Assuming that Gilmore would not sign this week, a $15 million salary would prorate out to between $10 million and $10.83 million for the balance of the year. Obviously few teams have that kind of cap space, but most teams would simply utilize four dummy years in the contract, which would allow them to count the majority of the salary on the cap in 2022 rather than 2021.
If he signed next week the team would be required to pay him for 13 weeks of the season. To make it a clean cap number a team would pay a base salary of $1.15386M, which would prorate out to $833,333, along with a $10 million signing bonus. Of that $10 million, just $2 million would count in 2021 and $8 million would be pushed to 2022 if the contract voids before an extension is signed. That would bring the all in charge for 2021 to $2.83 million.
If he waits an additional week the team would be on the hook for 12 weeks of the salary. Here you would pay a base rate of $1.2 million along with a $9.2 million signing bonus. That would be a cap charge of $2.64 million with $7.36 million being pushed to 2022.
In both scenarios the net cap impact would be a little lower (between $440 and $470K at the least) since he would be replacing someone on the roster. There are other ways to bring the cap charges lower depending on how much incentivized salary Gilmore would be willing to take, but this would be about the bare minimum on a straight contract.
So who can afford the number? Pretty much everyone. The Jaguars, Panthers, Eagles, Broncos, and Football Team could pretty much do a straight contract without void years if they wanted.

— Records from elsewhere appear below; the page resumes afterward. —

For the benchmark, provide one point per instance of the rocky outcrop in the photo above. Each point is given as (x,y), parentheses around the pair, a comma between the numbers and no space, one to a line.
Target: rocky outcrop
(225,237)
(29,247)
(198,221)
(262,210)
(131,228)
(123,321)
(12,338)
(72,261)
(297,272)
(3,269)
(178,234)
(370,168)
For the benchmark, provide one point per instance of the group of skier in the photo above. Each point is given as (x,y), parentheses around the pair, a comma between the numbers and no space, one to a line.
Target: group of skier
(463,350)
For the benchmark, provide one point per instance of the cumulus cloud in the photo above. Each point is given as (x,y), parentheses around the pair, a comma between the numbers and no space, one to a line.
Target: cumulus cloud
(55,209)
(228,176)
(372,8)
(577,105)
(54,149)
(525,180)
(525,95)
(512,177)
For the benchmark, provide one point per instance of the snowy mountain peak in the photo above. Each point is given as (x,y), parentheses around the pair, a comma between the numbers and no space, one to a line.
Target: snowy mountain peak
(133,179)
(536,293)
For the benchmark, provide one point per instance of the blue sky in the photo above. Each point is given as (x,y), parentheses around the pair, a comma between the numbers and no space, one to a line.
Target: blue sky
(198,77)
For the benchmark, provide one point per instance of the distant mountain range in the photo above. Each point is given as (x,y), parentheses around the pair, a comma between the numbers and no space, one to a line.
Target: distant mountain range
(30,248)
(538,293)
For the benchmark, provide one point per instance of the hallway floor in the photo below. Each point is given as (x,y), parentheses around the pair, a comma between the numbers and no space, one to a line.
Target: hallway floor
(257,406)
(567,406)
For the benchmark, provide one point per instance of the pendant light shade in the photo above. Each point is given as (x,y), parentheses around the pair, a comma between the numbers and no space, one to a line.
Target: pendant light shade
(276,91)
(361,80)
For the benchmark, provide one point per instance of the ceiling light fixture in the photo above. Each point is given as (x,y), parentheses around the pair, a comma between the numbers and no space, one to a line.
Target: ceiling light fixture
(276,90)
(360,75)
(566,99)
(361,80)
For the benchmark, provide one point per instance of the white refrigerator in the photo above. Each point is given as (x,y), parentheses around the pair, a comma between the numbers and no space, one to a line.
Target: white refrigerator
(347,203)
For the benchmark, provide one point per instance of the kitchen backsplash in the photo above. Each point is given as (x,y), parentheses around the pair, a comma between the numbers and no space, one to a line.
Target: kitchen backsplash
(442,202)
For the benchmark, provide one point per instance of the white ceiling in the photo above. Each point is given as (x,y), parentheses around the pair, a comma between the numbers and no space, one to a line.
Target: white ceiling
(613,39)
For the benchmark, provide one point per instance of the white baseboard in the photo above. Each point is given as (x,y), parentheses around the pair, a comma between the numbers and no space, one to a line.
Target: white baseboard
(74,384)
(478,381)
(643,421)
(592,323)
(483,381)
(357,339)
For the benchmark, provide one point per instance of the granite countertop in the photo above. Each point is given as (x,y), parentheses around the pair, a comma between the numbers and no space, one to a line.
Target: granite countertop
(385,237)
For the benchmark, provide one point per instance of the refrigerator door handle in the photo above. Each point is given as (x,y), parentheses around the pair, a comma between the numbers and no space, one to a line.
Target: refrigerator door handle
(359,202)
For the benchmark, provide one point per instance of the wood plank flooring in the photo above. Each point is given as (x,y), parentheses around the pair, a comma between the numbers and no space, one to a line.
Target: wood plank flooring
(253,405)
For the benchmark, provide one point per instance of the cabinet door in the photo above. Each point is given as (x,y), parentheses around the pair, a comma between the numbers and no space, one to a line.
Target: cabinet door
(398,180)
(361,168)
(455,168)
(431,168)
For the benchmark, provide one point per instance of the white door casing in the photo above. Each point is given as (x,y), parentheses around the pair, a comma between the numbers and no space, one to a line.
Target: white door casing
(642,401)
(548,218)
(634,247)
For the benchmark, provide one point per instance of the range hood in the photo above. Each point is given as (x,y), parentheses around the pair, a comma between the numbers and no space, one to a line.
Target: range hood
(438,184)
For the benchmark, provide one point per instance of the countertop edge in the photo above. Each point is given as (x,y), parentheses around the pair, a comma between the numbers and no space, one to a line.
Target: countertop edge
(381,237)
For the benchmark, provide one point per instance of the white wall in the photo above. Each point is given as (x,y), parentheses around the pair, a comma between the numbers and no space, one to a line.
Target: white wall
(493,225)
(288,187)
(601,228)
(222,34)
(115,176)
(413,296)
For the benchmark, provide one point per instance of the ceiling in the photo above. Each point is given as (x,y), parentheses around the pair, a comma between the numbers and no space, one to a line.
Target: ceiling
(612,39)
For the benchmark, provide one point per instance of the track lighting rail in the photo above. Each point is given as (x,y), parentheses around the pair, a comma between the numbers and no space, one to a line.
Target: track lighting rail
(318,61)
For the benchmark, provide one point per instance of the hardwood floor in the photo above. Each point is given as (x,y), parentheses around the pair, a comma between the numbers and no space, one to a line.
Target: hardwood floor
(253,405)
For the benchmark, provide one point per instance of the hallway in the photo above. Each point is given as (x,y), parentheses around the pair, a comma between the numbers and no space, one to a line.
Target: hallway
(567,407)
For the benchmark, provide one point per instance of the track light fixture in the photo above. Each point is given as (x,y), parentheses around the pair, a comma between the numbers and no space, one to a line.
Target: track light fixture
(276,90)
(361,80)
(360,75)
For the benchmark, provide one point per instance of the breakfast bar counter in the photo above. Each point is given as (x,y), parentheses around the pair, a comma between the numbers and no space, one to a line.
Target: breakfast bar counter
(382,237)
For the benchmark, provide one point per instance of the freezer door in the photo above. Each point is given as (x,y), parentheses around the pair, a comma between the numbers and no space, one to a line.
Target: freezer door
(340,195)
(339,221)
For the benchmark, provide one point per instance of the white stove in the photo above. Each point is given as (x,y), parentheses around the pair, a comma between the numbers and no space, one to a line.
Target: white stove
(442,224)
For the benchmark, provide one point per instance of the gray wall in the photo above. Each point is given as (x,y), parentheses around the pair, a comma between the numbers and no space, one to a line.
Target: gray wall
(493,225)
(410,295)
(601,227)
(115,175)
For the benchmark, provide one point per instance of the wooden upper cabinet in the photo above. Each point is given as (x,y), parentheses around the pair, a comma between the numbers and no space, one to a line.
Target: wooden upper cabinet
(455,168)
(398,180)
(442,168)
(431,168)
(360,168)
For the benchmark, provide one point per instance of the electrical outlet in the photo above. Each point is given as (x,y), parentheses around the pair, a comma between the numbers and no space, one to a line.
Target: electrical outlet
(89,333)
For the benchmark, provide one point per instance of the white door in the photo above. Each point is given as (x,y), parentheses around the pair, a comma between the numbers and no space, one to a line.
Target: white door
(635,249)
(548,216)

The Bengals, Chargers, Seahawks, Steelers, Browns, and Texans could probably lessen the amount of void money. The Packers, Titans, Jets, Raiders, Cowboys, 49ers, Bills, Vikings, Lions, Buccaneers, and Chiefs would have to be closer to what I have here as the way to do the contract.
The Saints, Falcons, Bears, Cardinals, Rams, Rams, Dolphins, Colts, and Giants would be the teams that probably could not afford him on the cap within their current roster construct. They would either need to be more creative or manipulate the cap figures of other players to sign him. Most would have the ability to do that though the Saints would be hard pressed since almost everyone is at a minimum salary but there are a few buttons they could push to do it.